語感 | 話し相手から or に | |
bring | 持つ+come | 近づく(持ってくる) |
take | 持つ+go | 遠ざかる(持っていく) |
お母さんが「ご飯ができたよ」といい、子どもが「今行くよ」と答える場合、I’m coming「今向かいます」を使う。I’m going.だと「ちょっと出てくる」となり、お母さんは「ご飯たべんのかーい」となってしまう。(ちなみにこの現在進行形はwillを使わない未来表現である。)これは相手にとの距離が近づくか、遠ざかるかで判断すればよい。
フィルタリング
解答に迷ったら下記のように縦と横でフィルタリングをしっかりかけると論点が見えやすい。薄青色の行と列がそれぞれのポイントを表しており、2つが重なった部分が正解を表している。
もたらす |
いく | |
SVOO |
① do |
④ take |
SVOC | ② get ③ make |
このように整理すると、今回は、形容詞anyに気が付けばそんなに難しい問題でなかったことがわかる。
和訳
この薬は本当に私に効きますか。
Will(助V) this medicine(S) <really> do(V) me(IO) any good(DO)?

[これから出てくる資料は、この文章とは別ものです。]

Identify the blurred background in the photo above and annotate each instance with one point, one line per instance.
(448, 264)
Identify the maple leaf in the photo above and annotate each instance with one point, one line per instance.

和訳のポイント do[人(IO)][モノ(DO)] [人]に[モノ]を与える
大切なことは、あっている間違っているではない。
丸暗記で正解しても、そこには再現性はない。
たしかに丸暗記でしか乗り切れないものもあるが、
私のもとで学んだからにはそんな安易な学習に始終してほしくない。
その問題を解くことが目的ではない。
入試本番で解けなくては意味が無い。
もっといえば、入試自体も小さな問題だとさえ思う。
今この時期に英語という教科を通じて、
論理的、科学的思考を身につけて欲しいと思っている。
一生使えるのは英文法ではなく、
英文法を解くために鍛えた思考力である。
少しでもあやふやなところがあれば、文法書で確認し、
問題集の類題で補強しておくこと。